Introduction
This book is interesting and well-written. However, the point
of this review is to discuss the dumbing-down
of Western universities which has resulted from the political power
of Feminists in such institutions.
Even a Kindergarten child has, I assume, the
intelligence to avoid self-contradition.
This intelligence is ironed out of them, as children progress through
feminised Western education systems, and as they learn that what matters
is to agree with Feminist women.
The Politics
This book first makes claims about the differences between the average
male brain and the average female brain and then explains autism as
an extreme version of the average male brain. What I am interested
in discussing here is the first part of the book -- the differences
between males and females.
Ideologically, Baron-Cohen (professor of psychology and psychiatry
at Cambridge University) makes it clear that he is in favour of "equality"
between men and women, but that he fears that Feminists may react negatively
to the fact that he is claiming that male and female brains are, on
average, different from each other. From a Men's Rights point
of view, I should perhaps commend him for criticising not only sexist
jokes about women, but also sexist jokes about men. He may think
me ungrateful for feeling that that is not enough!

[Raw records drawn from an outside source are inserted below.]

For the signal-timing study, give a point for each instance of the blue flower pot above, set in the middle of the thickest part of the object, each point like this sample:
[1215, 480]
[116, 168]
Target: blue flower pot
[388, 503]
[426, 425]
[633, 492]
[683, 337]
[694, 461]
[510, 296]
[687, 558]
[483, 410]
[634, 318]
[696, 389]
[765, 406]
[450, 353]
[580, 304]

What we have here is an academic who appears to have the courage to
stand up to political pressure from Feminists
in a university context. This commendable courage is less
startling when seen against the background change in intellectual fashions
which he himself describes, whereby it is now relatively common for
genetic, and not just environmental, differences between men and women
to be researched into.
Nevertheless, the scenario appears to be one where an individual
male academic is making a more or less courageous stand against more-or-less
organised Feminist pressure. By this I mean that Feminists
are organised into networks, associations and institutions such as Women's
Studies departments. In addition, it appears from what he says
that Baron-Cohen's colleagues are mainly female. So he is dependent,
on a day-to-day basis, on not offending too many of these females too
severly or too often in his writings. Psychology is a female-dominated
field, anyway.
Right after outlining the book's main thesis (see below), Baron-Cohen
plunges straight into the politics of the issue:
Will this theory provide gist for those reactionaries who might
wish to defend existing inequalities in opportunities for men and
women in society? The nervousness of those readers might not
dissipate until they are persuaded that this theory can be used progressively.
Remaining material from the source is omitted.